Клоунские мальчики рванули в дверь разом и разом же засели в ней крепкими плечами, растопыренные, ощетиненные, один все пытался свободной рукой выхватить пистолет из наплечной кобуры светлой иноземной кожи – экие дурни, хорошо хоть не с обрезами, а то разнесут к чертовой матери все отделение. Клоун, все еще икая и всхлипывая от смеха, махнул им успокоительно и жестом попросил у Хрипунова попить.
– А то так и помру во цвете лет. Непроо… Ой, не могу, держите меня семеро! Выходит, ты меня заместо подопытной крысы хочешь?
Хрипунов налил из-под крана стакан мутной московской воды, протянул Клоуну и совершенно серьезно ответил:
– Да.
Через три месяца в «Метрополе» счастливый Клоун (в углу выровненного рта – только тонкая слабая тень прежнего уродства) кругло и гулко глотал ледяную водку и аппетитно распоряжался:
– Значит, так, Аркадий, я тут со знающими людьми посоветовался, потому бросай эту советскую богадельню, будем свою больничку открывать. Э-сте-ти-че-скую, как ты хотел. Не у меня одного на роже шрам, а ты, говорят, еще носы новые собираешь – знаешь, сколько у наших носов набекрень? Чистое золотое дно. Да какое учиться, какая Америка, мало ты учился, через пару месяцев откроемся, у меня муха не пролетит… Погоди, погоди… Силиконовые, говоришь? И большие можно сделать? А вот такие? Да ври!

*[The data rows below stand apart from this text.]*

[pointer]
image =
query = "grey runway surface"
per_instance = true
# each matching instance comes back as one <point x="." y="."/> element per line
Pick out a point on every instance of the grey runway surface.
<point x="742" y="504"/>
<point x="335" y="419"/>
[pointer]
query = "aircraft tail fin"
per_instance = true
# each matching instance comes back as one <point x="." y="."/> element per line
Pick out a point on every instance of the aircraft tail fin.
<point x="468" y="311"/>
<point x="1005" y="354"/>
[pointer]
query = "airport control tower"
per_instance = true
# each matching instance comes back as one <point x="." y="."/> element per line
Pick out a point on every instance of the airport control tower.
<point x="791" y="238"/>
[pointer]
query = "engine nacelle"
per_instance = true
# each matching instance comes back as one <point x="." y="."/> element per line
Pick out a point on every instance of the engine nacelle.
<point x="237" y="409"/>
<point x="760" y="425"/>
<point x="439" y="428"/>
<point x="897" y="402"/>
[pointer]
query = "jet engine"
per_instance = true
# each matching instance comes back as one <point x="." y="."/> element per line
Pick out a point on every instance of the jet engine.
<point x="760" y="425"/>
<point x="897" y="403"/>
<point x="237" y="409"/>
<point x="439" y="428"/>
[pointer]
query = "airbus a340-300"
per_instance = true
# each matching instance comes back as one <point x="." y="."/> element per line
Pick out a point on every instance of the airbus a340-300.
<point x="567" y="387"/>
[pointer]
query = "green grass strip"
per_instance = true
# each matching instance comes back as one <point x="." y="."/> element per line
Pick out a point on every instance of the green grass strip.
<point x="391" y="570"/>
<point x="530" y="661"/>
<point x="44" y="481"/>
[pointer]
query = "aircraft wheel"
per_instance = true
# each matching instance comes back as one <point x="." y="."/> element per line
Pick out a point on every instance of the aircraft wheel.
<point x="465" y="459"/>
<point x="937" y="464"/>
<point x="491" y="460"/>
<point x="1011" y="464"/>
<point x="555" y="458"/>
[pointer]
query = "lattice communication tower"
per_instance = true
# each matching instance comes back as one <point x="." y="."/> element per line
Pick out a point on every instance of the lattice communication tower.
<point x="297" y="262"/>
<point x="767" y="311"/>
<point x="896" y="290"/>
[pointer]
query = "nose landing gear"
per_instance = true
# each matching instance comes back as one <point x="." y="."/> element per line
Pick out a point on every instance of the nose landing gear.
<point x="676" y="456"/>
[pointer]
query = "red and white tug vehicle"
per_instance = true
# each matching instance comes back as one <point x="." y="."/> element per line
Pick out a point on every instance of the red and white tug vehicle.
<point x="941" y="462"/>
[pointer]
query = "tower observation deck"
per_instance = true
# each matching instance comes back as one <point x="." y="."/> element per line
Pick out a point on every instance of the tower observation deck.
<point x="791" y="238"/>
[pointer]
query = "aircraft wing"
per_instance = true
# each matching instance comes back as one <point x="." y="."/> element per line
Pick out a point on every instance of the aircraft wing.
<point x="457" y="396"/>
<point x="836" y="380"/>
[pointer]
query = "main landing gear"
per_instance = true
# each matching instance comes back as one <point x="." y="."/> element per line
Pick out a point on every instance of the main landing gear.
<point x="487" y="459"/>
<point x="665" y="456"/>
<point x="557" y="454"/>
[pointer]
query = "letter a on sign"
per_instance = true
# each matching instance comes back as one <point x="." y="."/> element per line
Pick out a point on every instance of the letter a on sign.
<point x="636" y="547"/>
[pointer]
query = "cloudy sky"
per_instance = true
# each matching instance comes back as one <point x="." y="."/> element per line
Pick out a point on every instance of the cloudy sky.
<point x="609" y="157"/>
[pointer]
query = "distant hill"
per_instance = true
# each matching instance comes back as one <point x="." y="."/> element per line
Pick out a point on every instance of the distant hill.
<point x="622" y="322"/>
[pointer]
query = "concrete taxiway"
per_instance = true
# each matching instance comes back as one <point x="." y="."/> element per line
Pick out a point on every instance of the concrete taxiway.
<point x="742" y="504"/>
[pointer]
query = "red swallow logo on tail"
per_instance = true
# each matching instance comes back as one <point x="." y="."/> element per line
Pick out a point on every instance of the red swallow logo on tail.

То и дело подбегал официант, чутко, как за пульсом умирающего, следя за уровнем водки в тяжелых стопках – Хрипунов до своей так и не дотронулся.
– Нет, Евгений Поликарпович, стажировка потребуется минимум на год, и еще месяца три хорошо бы провести в Швейцарии, там тоже прекрасная школа, и потом, вы хоть примерно представляете, сколько это будет стоить? А оборудование клиники? Цены на гармонические скальпели знаете? А на операционные столы?
– Горячее подавать? – мягко вклинивался официант.
– Да пошел на хуй! О деньгах, Аркадий, даже не думай… Ты, главное, учись, раз надо. Я на тебе еще кучу бабок заработаю, лепила ты мой хренов. Мы заработаем. И не спорь, мне тя Бог послал за жизнь мою тяжкую, не спорь говорю, где мое мясо, халдей, я еще ждать тебя буду за свои бабки!
Все так и получилось, по-клоунскому. Он вообще оказался по-своему верным и благородным человеком. И как вовремя позволил себя убить – аккурат в самом конце девяносто пятого, к смене времен, к началу великой легализации. К концу девяносто шестого Хрипунов был уже чист как слеза – безупречный владелец безупречной клиники с безупречной репутацией. На похоронах к нему подошла рослая зарыданная блондинка с крепкой, молодой жопой и увесистым бюстом – Хрипунов мгновенно узнал свою работу, чуть ли не первую после Штатов, точно, начало девяносто четвертого, она еще настаивала на самых больших протезах. Ах ты Клоун, ах ты старый сукин сын, надо же, а лица совсем не помню, хорошо хоть, что не гинеколог, те своих пациенток вообще только в кресле узнают. Блондинка страдальчески сморщилась и залепетала про то, как все ее послали, а вот когда Евгений Поликарпович был жив…
– Тысяча долларов в месяц вас устроит? – поинтересовался Хрипунов.
Блондинка недоверчиво ахнула и совсем по-деревенски залепетала про дай вам Бог здоровьичка, Аркадий Владимирович, уж про вас Евгений Поликарпович так всегда говорил, прям как про сына родного.
– Просто я тоже не люблю долгов, – непонятно ответил Хрипунов, аккуратно высвободил локоть из тугого силиконового плена и, обгоняя рослых мужиков в квадратном черном кашемире, не спеша пошел к кладбищенским воротам, понимая, что, похоже, Клоун был последним человеком, которого он, Хрипунов, не только слушал, но и слушался. И теперь все пойдет совсем по-другому. Потому что жизнь встала наконец на пуанты, дрожа напряженными икрами и растерянно улыбаясь. И лучше даже не думать, насколько ей хватит сил.